Adjusted Rand Index: 0.952

Adjusted Mutual Information: 0.916

Silhouette Coefficient: 0.626

From sklearn.datasets import make_blobs

from sklearn.preprocessing import StandardScaler

centers = [[1, 1], [-1, -1], [1, -1]]

X, labels_true = make_blobs(

n_samples=750, centers=centers, cluster_std=0.4, random_state=0

)

X = StandardScaler().fit_transform(X)

model = DBSCAN(eps = 0.4, min_samples = 10).fit(data)

colors = model.labels_

outliers = data[model.labels_ == -1]

print(outliers)

Our Learner Also Reads: Python for Beginners: How to Learn Python from Scratch

Concluding Thoughts

DBSCAN algorithm used for customer segmentation. In addition, it offers other options including K-means and Hierarchical clustering. Clustering algorithms are used in recommendation engines, market segmentation, social network analysis, and document analysis. This blog teaches the basics of DBSCAN and how to use it with scikit-learn for customer segmentation. You can improve DBSCAN by finding optimal eps and min_samples using silhouette score and heatmap.

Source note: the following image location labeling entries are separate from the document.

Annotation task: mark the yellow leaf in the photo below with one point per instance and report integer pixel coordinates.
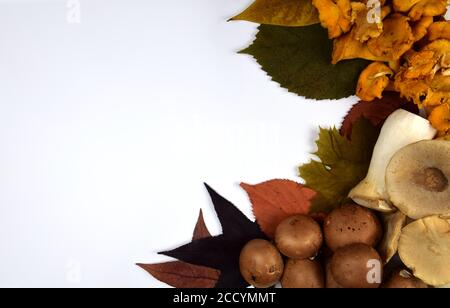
(292, 13)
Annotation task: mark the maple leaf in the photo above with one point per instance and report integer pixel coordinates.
(222, 252)
(292, 13)
(275, 200)
(376, 111)
(343, 164)
(180, 274)
(299, 59)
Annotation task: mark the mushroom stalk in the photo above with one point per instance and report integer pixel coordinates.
(400, 129)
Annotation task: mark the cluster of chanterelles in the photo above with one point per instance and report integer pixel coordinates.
(409, 42)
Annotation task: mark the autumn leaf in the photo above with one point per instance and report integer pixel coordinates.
(376, 111)
(341, 166)
(184, 275)
(292, 13)
(276, 200)
(222, 252)
(299, 59)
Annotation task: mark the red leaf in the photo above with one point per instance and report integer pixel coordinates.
(275, 200)
(183, 275)
(376, 111)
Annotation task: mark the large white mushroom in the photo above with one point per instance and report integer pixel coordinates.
(424, 247)
(400, 129)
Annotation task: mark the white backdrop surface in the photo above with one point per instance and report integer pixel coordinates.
(109, 127)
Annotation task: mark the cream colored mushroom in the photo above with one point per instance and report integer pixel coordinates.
(417, 179)
(424, 248)
(393, 225)
(400, 129)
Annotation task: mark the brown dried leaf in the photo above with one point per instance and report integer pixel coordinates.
(275, 200)
(200, 231)
(183, 275)
(376, 111)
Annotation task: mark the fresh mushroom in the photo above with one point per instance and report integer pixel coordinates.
(424, 248)
(393, 224)
(417, 179)
(400, 129)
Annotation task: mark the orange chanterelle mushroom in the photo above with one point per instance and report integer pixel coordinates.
(335, 15)
(373, 80)
(408, 44)
(416, 9)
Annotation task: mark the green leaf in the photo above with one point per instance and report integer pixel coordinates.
(290, 13)
(299, 59)
(341, 166)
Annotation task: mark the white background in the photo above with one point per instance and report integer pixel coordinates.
(108, 128)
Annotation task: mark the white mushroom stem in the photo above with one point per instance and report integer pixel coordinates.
(400, 129)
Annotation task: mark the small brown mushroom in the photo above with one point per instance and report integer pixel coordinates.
(402, 279)
(330, 282)
(373, 81)
(261, 264)
(417, 179)
(424, 248)
(299, 237)
(357, 266)
(351, 224)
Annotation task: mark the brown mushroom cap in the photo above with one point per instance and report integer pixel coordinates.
(417, 179)
(299, 237)
(424, 248)
(261, 264)
(351, 224)
(351, 266)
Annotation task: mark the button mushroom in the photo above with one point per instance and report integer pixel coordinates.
(373, 80)
(400, 129)
(424, 248)
(334, 15)
(417, 179)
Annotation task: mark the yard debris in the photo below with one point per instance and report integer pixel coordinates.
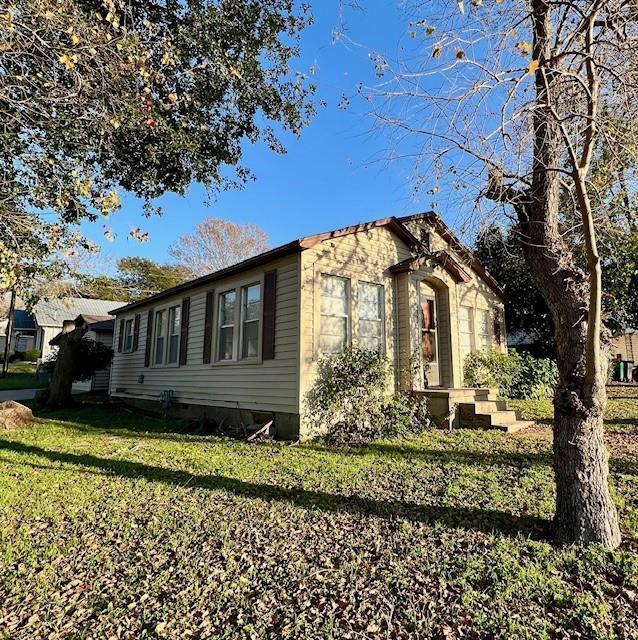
(262, 431)
(14, 415)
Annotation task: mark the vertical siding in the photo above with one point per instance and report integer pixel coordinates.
(271, 385)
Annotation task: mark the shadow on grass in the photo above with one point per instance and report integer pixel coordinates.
(486, 520)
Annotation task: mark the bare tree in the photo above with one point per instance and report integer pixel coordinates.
(218, 243)
(506, 101)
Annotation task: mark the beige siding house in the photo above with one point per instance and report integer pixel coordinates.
(243, 343)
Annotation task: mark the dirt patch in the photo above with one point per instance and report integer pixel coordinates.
(14, 415)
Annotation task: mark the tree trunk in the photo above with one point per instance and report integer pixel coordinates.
(59, 393)
(585, 512)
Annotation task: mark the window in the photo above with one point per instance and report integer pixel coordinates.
(250, 316)
(428, 330)
(127, 347)
(483, 329)
(466, 331)
(226, 325)
(370, 307)
(335, 314)
(424, 237)
(160, 336)
(174, 327)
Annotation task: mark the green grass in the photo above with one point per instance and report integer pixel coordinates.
(114, 525)
(21, 376)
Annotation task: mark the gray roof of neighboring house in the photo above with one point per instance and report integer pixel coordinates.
(23, 320)
(52, 313)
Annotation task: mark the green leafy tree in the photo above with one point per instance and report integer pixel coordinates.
(99, 96)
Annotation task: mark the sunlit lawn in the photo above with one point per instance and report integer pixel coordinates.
(114, 525)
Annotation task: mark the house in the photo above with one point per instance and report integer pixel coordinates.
(247, 339)
(35, 330)
(100, 329)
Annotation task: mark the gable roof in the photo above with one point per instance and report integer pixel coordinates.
(392, 223)
(52, 313)
(295, 246)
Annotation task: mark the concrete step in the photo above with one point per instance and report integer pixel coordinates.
(513, 427)
(489, 406)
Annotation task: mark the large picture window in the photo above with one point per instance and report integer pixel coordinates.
(370, 309)
(227, 303)
(466, 331)
(250, 316)
(335, 314)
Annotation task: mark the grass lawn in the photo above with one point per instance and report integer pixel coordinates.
(118, 526)
(21, 376)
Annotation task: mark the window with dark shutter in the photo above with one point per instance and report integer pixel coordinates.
(120, 337)
(149, 338)
(136, 332)
(183, 340)
(208, 327)
(268, 327)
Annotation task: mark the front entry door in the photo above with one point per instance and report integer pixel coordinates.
(429, 341)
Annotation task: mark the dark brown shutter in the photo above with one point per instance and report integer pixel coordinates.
(149, 338)
(268, 329)
(136, 332)
(120, 337)
(183, 340)
(208, 327)
(497, 326)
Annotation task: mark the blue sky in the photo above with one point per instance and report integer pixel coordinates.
(330, 177)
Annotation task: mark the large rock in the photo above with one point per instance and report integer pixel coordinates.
(14, 415)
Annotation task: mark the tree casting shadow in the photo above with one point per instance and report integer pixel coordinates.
(486, 520)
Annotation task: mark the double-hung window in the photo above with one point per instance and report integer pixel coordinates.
(167, 332)
(127, 346)
(174, 328)
(226, 336)
(466, 331)
(370, 310)
(483, 329)
(335, 314)
(250, 316)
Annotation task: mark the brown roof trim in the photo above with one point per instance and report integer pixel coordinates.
(263, 258)
(443, 258)
(392, 223)
(448, 234)
(255, 261)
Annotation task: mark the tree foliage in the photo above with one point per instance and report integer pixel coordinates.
(97, 96)
(89, 356)
(218, 243)
(136, 278)
(526, 311)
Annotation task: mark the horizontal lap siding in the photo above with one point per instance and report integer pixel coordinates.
(271, 385)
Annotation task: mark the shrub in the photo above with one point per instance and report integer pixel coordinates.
(516, 375)
(350, 400)
(90, 356)
(32, 355)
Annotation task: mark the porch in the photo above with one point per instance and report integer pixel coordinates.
(472, 408)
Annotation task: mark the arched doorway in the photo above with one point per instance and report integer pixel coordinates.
(434, 335)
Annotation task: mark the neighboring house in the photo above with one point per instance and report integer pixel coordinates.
(24, 334)
(99, 329)
(626, 345)
(248, 338)
(37, 329)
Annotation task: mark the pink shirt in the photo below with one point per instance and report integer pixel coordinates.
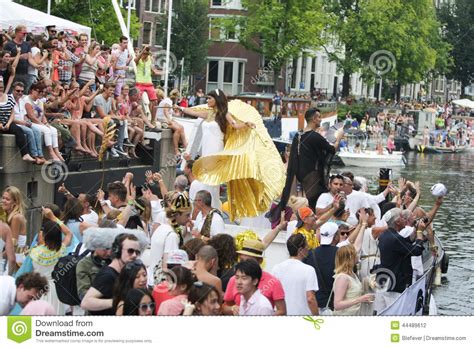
(172, 306)
(256, 305)
(269, 286)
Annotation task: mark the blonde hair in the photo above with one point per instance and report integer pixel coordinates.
(160, 93)
(297, 202)
(92, 47)
(345, 259)
(18, 203)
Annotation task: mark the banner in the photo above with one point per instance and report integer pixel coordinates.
(410, 301)
(292, 331)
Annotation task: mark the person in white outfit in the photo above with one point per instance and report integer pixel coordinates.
(35, 112)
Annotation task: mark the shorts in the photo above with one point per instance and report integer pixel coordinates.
(119, 85)
(148, 88)
(276, 108)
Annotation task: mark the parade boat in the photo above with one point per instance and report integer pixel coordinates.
(441, 149)
(372, 159)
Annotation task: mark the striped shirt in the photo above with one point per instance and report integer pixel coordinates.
(6, 109)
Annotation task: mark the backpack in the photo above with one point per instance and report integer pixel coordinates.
(64, 276)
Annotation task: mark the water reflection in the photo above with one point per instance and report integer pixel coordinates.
(454, 223)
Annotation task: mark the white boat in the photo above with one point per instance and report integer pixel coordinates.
(372, 159)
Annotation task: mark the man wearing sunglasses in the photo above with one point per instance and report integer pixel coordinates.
(98, 299)
(309, 162)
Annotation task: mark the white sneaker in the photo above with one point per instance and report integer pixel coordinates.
(114, 153)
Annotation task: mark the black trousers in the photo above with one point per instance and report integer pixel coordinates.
(19, 138)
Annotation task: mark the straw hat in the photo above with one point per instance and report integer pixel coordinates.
(252, 247)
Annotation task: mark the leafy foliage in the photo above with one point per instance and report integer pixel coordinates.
(458, 29)
(97, 14)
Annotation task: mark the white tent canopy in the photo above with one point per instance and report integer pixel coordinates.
(465, 103)
(13, 14)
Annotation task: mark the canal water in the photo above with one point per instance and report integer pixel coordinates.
(454, 223)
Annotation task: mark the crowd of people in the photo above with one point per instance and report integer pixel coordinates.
(63, 92)
(165, 252)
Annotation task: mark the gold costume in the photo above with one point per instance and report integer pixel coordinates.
(249, 164)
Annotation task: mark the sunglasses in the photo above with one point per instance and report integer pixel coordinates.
(132, 251)
(145, 306)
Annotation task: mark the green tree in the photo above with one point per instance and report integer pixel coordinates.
(458, 29)
(342, 28)
(97, 14)
(278, 29)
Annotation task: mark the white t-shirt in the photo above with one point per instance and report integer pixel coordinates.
(160, 112)
(156, 209)
(194, 188)
(217, 224)
(297, 278)
(355, 201)
(291, 228)
(374, 201)
(163, 241)
(31, 69)
(324, 200)
(20, 110)
(7, 294)
(91, 218)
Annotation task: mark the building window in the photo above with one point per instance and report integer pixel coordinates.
(124, 4)
(159, 34)
(214, 29)
(228, 4)
(228, 70)
(231, 34)
(146, 33)
(241, 73)
(226, 74)
(217, 32)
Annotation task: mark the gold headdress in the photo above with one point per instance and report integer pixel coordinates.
(180, 203)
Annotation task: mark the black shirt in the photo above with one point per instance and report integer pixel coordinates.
(325, 257)
(313, 153)
(395, 253)
(104, 282)
(22, 68)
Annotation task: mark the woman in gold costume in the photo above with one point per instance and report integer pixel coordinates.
(238, 150)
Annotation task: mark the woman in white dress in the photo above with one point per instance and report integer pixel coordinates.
(51, 247)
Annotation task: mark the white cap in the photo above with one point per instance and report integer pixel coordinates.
(177, 257)
(439, 190)
(327, 232)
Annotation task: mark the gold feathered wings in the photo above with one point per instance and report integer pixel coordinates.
(249, 164)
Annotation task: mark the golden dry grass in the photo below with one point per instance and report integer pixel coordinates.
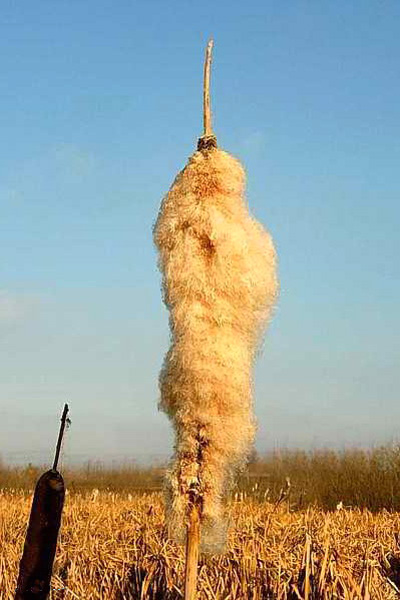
(114, 547)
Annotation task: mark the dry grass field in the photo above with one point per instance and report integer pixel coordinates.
(113, 545)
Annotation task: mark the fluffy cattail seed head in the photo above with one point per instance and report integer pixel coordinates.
(220, 285)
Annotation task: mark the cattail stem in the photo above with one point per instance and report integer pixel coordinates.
(206, 90)
(60, 437)
(192, 552)
(208, 139)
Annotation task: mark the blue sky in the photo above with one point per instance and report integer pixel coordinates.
(100, 107)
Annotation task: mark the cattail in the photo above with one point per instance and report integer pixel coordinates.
(40, 546)
(220, 285)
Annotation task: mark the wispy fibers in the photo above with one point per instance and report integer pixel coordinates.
(219, 284)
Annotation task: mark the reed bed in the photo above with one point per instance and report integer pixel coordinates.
(114, 546)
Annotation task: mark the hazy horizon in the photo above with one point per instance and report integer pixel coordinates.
(100, 109)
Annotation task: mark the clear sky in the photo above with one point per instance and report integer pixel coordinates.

Frequently Asked Questions

Q1. What is DBSCAN used for?

Ans. DBSCAN is a method for grouping data points based on how close they are to each other. In addition, it's good at finding and removing points that don't fit in well, which makes it useful for cleaning up data and finding unusual things.

Q2. Is DBSCAN supervised or unsupervised?

Ans. Clustering algorithms are a type of machine learning that doesn't need to be told what the right answers are. Additionally, they look for patterns in the data and group similar things together.